These quality value stocks are passive-income all-stars! Don’t miss the back-up-the-truck opportunity in this market correction.
TD Bank stock is getting cheap for passive income
In a normal market, it would be a rare sight for Toronto-Dominion Bank (TSX:TD)(NYSE:TD) to hit a 4% dividend yield. In this market correction, the quality bank has fallen 24% from its peak and now yields 4.3%, which makes it more attractive for passive income.
The bank stock is affected by a looming recession in over the next year or so. There’s no telling how low it could fall. However, investors who have an investment horizon of five years could pocket compounded returns of about 13-15% per year. Assuming the low end, a $10,000 investment would transform to approximately $18,424. More importantly, your yield on cost could reach close to 6.5% for incredible passive income.
The top North American bank provides meaningful exposure to the U.S. economy and a core business in Canada. Its focus in retail banking makes it a lower-risk investment than many other banks.
And if you have a long investment horizon of 10 years or beyond, it makes good sense to accumulate TD shares as a core holding. A systematic strategy may be to buy some now and buy more every few months or so to build a full position.
TD Dividend Yield data by YCharts
The next passive-income all-star could be a wonderful addition to your TFSA for tax-free income!
One 5%-yield Canadian REIT that’s on sale
Canadian Net REIT (TSXV:NET.UN) has a portfolio of high-quality commercial real estate assets. It has interests in about 99 properties in eastern Canada and maintains a high occupancy rate of approximately 99%.
The real estate stock has been through the ebb and flow of the business cycle while growing its book value per share. Currently, it trades at close to book value, which makes the passive-income stock on sale.
NET.UN Price to Book Value data by YCharts
More importantly, the stock’s monthly cash distribution has been increasing every year since it started paying one in 2012. This year marks its decade’s long track record of raising its payout to unitholders.
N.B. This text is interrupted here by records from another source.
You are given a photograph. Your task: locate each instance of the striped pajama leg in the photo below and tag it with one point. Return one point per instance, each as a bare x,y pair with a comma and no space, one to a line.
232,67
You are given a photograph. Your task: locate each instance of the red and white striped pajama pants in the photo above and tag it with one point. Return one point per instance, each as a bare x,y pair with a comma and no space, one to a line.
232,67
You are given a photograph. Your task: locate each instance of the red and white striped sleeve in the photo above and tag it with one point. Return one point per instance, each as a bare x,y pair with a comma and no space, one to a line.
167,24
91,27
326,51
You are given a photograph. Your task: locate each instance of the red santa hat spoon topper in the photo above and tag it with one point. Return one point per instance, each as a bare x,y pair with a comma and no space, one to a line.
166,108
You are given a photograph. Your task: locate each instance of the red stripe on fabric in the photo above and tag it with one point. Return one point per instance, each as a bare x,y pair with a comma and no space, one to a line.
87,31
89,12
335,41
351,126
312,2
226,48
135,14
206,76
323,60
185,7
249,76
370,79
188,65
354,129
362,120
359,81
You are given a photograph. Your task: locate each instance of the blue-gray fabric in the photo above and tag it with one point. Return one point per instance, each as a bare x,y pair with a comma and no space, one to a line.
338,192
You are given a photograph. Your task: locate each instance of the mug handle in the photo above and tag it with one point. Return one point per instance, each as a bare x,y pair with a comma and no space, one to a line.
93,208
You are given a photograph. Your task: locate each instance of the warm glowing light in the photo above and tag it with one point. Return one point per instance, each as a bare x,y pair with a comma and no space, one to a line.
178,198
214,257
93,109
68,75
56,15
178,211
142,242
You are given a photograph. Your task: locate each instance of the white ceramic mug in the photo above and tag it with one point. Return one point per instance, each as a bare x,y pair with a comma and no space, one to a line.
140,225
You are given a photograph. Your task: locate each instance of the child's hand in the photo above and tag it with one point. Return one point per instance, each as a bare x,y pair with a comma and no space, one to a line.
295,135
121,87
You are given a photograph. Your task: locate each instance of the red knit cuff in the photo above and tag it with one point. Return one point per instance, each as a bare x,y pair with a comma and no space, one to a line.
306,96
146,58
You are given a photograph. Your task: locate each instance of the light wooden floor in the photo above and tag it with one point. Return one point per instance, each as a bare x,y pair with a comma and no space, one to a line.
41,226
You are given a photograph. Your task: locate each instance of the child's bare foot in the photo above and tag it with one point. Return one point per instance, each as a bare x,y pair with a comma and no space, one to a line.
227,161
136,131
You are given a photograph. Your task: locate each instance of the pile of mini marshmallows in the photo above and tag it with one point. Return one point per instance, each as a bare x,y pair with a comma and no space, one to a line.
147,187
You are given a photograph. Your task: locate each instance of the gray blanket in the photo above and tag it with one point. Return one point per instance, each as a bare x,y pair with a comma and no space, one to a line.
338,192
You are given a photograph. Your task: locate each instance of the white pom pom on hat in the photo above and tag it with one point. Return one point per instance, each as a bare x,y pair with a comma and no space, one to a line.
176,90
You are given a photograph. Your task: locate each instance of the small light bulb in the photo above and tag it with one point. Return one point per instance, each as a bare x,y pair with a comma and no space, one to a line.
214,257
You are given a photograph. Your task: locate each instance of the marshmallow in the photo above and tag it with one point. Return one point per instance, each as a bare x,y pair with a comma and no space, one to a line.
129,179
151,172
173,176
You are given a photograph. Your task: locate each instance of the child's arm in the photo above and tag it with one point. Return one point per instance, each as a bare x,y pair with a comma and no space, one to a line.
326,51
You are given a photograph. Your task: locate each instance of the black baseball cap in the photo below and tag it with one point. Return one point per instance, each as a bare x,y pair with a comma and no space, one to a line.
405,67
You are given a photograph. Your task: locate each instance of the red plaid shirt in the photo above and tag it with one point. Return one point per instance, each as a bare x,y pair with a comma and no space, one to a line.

Its 10-year dividend-growth rate is 10.5%, which doubled unitholders’ income in about 6.86 years as approximated by the Rule of 72 for a lump sum investment that was made a decade ago.
Its growing cash distributions are backed by even faster funds-from-operations (FFO) growth, setting Canadian Net REIT’s recent FFO payout ratio sustainably at about 56%.
The REIT’s business model is defensive. It has long-term management-free and triple-net leases that increase the stability and predictability of its FFO. Another growth factor is its ability to acquire new properties or participate in new developments. A confidence booster for investors is the strong insider ownership of roughly 14% of the trust.
At $6.75 per unit, the stock trades at a discounted valuation similar to the 2020 pandemic levels. It now yields 5% which makes it a substantial passive-income generator. If you don’t need the income, now is the best time to turn on DRIP for dividend reinvestment, which will result in a higher effective yield, especially if prices stay dirt cheap!